Русские, кроме таких же междометий, пользуются своим очень выразительным и непристойным матом для выражения всех своих решительно чувств: негодования, гнева, бешенства, восхищения, восторга, радости и даже глубокого благоговения. Употребляют они и некоторые специфические ходовые выражения, не всем белым понятные, вроде: Даешь! Берешь! Этот номер не пройдет! Легче на поворотах! Учтем! Заметано! По блату. Пришили дело. Сомкнем ряды! Сцепим зубы.
Женская половина белого человечества любит такие, напр<имер>, словечки: Восхитительно! Очаровательно! Замечательно! Чудно! Милочка! Душечка! Я изнемогаю. Я изнываю. И этими словечками определяют все свои чувствования, отношения и взгляды. Если наши гынгуанцы не обогатят свой язык такими терминами, они ничего не потеряют. Затем…
Жак Донне сел поудобнее, выпил вина. Он и министр культуры пили очень мало. Хозяин, против обыкновения, залпом опрокидывал бокал за бокалом, так что его друзья давно уже с некоторой тревогой следили за ним.
— Я вам не надоел еще? Ведь уже очень поздно, — внезапно спросил Жан Донне. Премьер сейчас же отозвался:
— Нет! Нет! Продолжайте. То, что вы говорите, очень любопытно, хотя и очень спорно…
Хотя и звучит смертным приговором и черным, и белым народам.
— Ничуть. Просто я предлагаю вам видеть вещи, как они есть. Это очень полезно. Если вы думаете строить что-то, нужно помнить, что на одних формулах далеко не уедешь. Нужно исходить не из теорий и мечтаний, а из тяжелой, нищей действительности.

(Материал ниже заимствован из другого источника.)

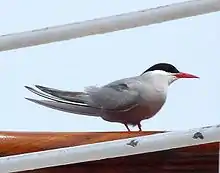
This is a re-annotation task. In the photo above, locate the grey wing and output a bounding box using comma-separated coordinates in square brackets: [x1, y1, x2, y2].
[86, 78, 139, 110]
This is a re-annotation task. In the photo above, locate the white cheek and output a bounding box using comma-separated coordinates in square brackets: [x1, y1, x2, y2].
[168, 75, 178, 85]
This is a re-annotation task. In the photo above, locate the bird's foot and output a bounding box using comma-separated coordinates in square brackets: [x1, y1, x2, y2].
[124, 124, 131, 132]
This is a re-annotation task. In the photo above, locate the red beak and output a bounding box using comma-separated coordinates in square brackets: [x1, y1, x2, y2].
[174, 72, 199, 78]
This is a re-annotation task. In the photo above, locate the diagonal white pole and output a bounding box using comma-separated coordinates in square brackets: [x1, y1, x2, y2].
[0, 0, 220, 51]
[0, 125, 220, 173]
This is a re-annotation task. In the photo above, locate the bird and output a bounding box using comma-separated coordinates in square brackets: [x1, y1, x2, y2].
[25, 62, 199, 131]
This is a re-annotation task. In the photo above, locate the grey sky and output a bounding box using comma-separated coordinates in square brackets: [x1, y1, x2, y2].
[0, 0, 220, 131]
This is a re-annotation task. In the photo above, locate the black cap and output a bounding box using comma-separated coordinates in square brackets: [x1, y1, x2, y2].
[142, 63, 179, 74]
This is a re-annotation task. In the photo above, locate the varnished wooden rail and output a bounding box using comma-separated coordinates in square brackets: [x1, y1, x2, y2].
[0, 131, 162, 157]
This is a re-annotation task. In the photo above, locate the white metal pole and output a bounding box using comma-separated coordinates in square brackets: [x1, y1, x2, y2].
[0, 125, 220, 173]
[0, 0, 220, 51]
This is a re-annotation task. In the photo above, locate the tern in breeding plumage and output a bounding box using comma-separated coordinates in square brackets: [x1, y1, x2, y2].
[25, 63, 199, 131]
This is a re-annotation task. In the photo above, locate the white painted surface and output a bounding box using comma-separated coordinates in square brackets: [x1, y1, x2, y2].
[0, 125, 220, 173]
[218, 142, 220, 173]
[0, 0, 220, 51]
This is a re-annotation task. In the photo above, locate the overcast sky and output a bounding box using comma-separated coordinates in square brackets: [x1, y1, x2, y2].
[0, 0, 220, 131]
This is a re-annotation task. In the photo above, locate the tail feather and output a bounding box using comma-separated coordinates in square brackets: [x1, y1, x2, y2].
[26, 98, 101, 117]
[35, 85, 92, 104]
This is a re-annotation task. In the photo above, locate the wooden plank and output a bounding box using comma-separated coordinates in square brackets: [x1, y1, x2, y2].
[0, 131, 162, 157]
[21, 143, 219, 173]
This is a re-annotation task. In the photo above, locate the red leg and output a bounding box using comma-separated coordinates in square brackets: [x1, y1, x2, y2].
[138, 123, 142, 132]
[124, 124, 131, 132]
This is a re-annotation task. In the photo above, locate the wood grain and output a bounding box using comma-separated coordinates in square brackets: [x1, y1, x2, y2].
[0, 131, 161, 157]
[23, 143, 219, 173]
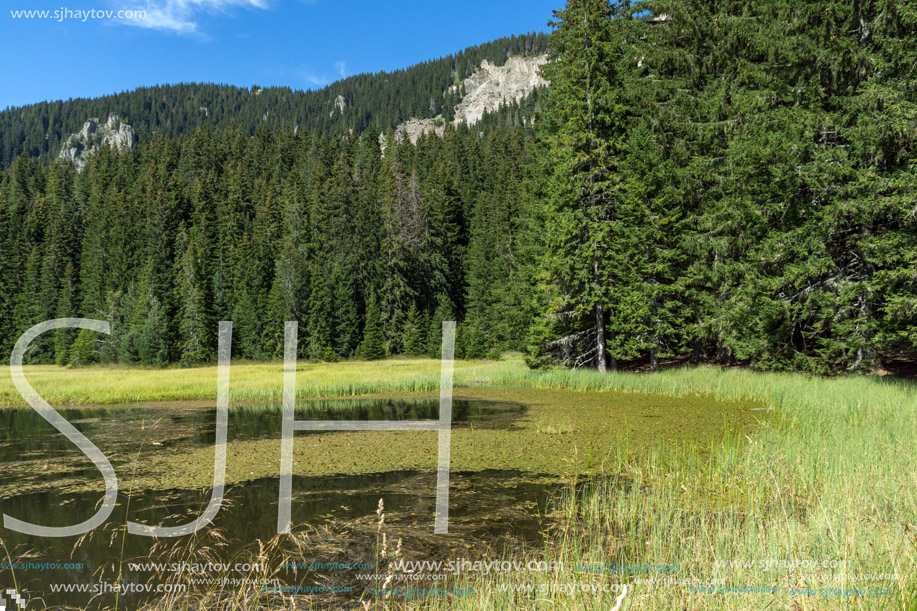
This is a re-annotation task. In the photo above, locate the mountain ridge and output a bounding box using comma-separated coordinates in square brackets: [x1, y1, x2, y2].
[0, 33, 547, 167]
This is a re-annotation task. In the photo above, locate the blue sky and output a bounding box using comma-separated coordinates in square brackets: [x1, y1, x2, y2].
[0, 0, 563, 108]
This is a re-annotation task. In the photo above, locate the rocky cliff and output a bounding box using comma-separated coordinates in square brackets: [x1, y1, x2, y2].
[395, 55, 549, 142]
[58, 115, 137, 171]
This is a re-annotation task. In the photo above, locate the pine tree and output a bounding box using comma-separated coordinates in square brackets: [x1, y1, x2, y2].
[360, 297, 385, 361]
[533, 0, 628, 372]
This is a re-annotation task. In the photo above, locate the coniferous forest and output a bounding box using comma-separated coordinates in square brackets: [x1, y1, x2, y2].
[0, 0, 917, 373]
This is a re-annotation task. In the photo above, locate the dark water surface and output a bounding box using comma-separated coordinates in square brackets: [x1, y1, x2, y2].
[0, 399, 560, 609]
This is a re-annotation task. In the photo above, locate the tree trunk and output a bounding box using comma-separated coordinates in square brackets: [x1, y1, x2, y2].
[595, 304, 608, 373]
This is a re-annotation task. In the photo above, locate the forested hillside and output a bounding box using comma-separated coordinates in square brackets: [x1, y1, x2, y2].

Формула и теория — только подсобные орудия. Если вы видите, что мотыга не взрыхляет почву, отбросьте ее и возьмите другую…

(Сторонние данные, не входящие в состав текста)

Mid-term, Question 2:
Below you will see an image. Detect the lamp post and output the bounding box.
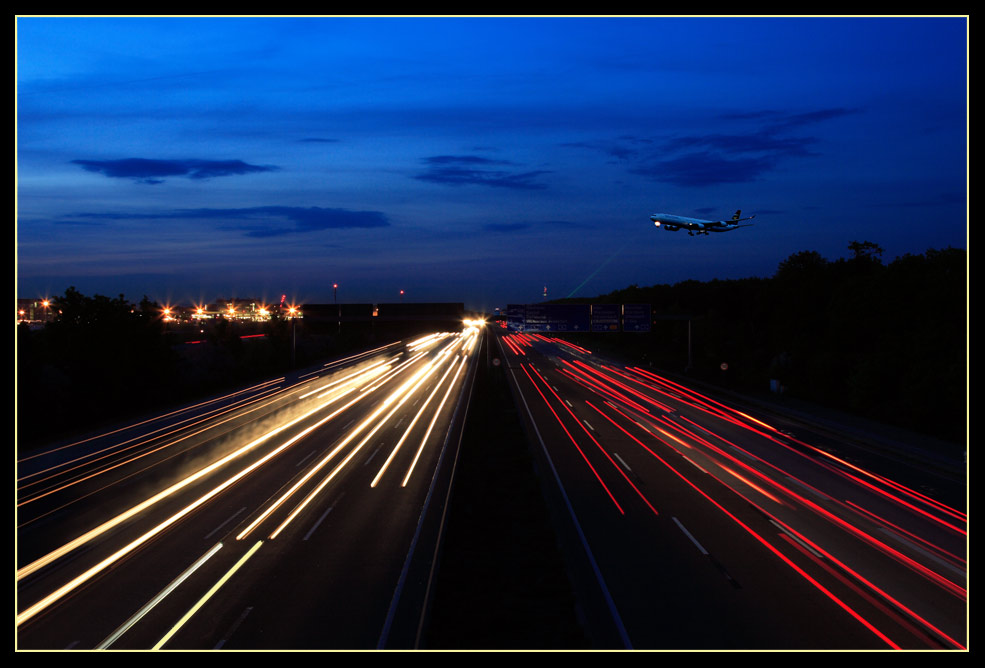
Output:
[287,306,298,369]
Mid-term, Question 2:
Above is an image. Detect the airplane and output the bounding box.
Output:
[650,209,756,237]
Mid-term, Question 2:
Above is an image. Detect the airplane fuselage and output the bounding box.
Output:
[650,211,755,235]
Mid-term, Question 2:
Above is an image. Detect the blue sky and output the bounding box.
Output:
[16,17,968,309]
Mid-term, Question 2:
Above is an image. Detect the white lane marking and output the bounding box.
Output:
[301,491,345,540]
[671,517,708,556]
[770,520,824,559]
[212,605,253,649]
[787,476,831,501]
[96,543,222,649]
[363,442,383,466]
[879,527,966,577]
[203,506,246,540]
[510,360,633,649]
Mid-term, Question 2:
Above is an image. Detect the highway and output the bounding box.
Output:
[16,326,483,650]
[496,331,968,650]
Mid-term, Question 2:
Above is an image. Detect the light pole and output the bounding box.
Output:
[287,306,298,369]
[332,283,340,336]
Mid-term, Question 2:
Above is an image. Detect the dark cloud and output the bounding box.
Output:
[565,107,857,187]
[72,158,277,185]
[414,155,550,190]
[74,206,390,237]
[662,132,817,157]
[630,152,776,187]
[482,223,530,232]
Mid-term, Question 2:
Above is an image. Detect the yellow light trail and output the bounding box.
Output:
[151,541,263,649]
[400,357,468,487]
[369,350,455,487]
[96,543,222,649]
[256,342,456,540]
[17,362,388,580]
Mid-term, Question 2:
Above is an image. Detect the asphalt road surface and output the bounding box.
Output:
[16,327,482,650]
[497,332,968,650]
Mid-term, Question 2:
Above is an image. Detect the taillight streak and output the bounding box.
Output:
[773,518,964,649]
[520,364,626,515]
[560,369,650,413]
[592,406,900,649]
[648,419,967,598]
[844,499,967,567]
[565,360,673,413]
[630,367,967,535]
[530,366,659,515]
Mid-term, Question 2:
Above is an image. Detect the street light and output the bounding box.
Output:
[287,306,298,369]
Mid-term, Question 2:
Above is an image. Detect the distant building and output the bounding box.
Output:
[15,299,51,324]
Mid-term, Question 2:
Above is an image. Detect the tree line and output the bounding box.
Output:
[16,287,320,447]
[560,241,968,442]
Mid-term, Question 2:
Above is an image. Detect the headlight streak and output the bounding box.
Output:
[589,396,964,647]
[17,360,388,584]
[96,543,222,649]
[629,367,967,535]
[17,380,279,490]
[843,499,968,569]
[580,406,901,649]
[17,378,380,626]
[322,341,400,370]
[359,351,427,392]
[246,353,450,540]
[298,359,393,400]
[400,357,468,487]
[17,384,288,508]
[17,378,284,464]
[520,364,626,515]
[369,356,455,487]
[151,541,263,650]
[530,366,659,515]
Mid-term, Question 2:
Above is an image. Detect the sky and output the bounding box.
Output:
[15,16,968,311]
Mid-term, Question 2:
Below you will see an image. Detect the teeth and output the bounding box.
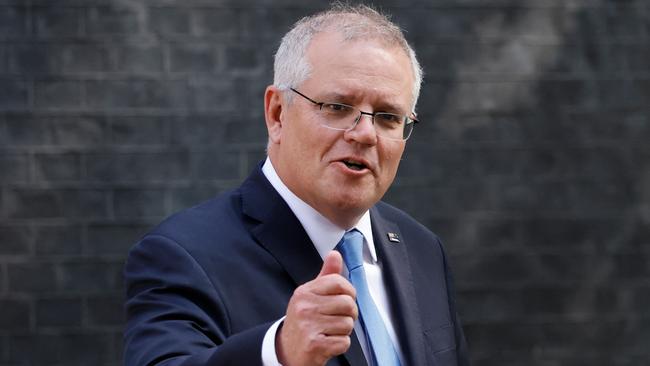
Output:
[343,160,365,170]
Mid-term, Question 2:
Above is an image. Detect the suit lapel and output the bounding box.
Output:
[370,206,427,365]
[241,168,367,366]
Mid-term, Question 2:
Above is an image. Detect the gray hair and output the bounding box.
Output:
[273,3,422,110]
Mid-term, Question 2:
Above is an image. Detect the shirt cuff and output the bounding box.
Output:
[262,316,285,366]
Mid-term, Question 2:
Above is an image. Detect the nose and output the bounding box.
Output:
[343,112,377,145]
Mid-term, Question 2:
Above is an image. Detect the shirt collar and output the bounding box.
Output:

Жан Донне взглянул на министра культуры.
— Я вижу, что вы по-настоящему любите красоту, не так, как наш друг Драуши. Берегитесь, мой друг. Поклонники прекрасного совершали большие преступления. Нерон не столько из политики, сколько из эстетики сжег Рим. Великие негодяи папы, которых так проклинал Лютер, тоже очень любили красоту.

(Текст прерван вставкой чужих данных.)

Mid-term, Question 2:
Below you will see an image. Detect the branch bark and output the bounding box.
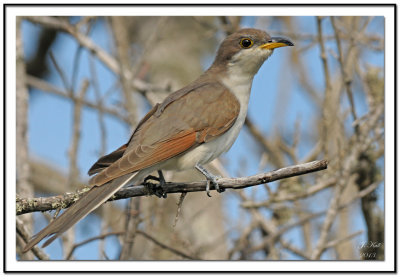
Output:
[16,160,328,215]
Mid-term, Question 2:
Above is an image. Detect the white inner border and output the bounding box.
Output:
[1,5,395,271]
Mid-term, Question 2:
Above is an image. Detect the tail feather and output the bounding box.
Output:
[23,174,136,252]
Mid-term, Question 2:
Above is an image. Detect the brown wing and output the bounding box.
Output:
[90,82,240,185]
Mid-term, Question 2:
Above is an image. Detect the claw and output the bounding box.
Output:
[195,164,225,197]
[143,170,167,198]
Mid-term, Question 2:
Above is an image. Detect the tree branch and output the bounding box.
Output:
[16,160,328,215]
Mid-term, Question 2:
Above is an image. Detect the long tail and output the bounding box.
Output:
[23,174,137,252]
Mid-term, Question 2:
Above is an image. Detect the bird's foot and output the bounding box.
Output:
[143,170,167,198]
[195,164,225,197]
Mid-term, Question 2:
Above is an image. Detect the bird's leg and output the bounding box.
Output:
[195,164,225,197]
[144,170,167,198]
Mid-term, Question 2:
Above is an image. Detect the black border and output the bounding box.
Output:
[3,3,397,274]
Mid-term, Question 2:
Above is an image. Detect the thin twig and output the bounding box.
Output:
[16,160,328,215]
[136,230,200,260]
[172,193,187,228]
[17,218,50,261]
[66,231,125,260]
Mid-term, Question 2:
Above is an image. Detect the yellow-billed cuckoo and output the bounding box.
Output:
[24,29,293,252]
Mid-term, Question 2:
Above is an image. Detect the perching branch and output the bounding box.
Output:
[16,160,328,215]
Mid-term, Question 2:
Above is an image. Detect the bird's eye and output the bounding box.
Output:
[240,38,253,48]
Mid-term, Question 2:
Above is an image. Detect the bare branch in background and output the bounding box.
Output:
[17,160,328,215]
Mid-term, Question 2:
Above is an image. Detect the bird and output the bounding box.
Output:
[23,28,294,252]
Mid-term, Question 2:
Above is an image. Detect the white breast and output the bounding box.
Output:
[163,70,253,170]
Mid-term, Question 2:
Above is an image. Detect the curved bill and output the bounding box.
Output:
[260,37,294,50]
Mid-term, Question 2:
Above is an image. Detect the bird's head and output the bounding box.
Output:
[213,29,294,76]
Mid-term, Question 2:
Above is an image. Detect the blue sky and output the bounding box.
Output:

— Вы все ставите под сомнение и все… пытаетесь очернить! — возмущенно воскликнул Лейсо (имя м<инист>ра культуры)[49]. Я из эстетики преступления не совершу, но… во имя красоты готов погибнуть!
Невольно сказав последние, очевидно, выдавшие очень уж заветную мысль, слова, м<инист>р культуры нахмурился и отвернулся, желая скрыть смущение. «Как это по-идиотски прозвучало, — раздраженно подумал он, — во имя красоты… Какой? Что за пышная, пустозвонная фраза… Чувство, непреложное для меня, совершенно необязательно для других…»
— Вы оба, — сказал Жан Донне, — отправляясь сюда, предполагали, что едете в страну Гогена… Такой страны нигде и никогда не было. Сам Гоген погиб от проказы на Таити. М<ожет> б<ыть>, только упрямство мешало ему вернуться в Европу. Такие таитянские пейзажи и таких таитян он написал бы, даже не побывав на Таити. Дорогие друзья, вот обман искусства. Красота, человеческое братство, свобода — все это, в сущности, за сердце хватающая пламенная ложь. И эта ложь для людей дороже истины. С помощью этой лжи мы хоть плетемся куда-то, падая, мучаясь, проклиная все, но плетемся… Ползем на четвереньках к эфемерному идеалу… А истина убивает… — Жан Донне не закончил мысль, тряхнул головой. Он как будто смутился.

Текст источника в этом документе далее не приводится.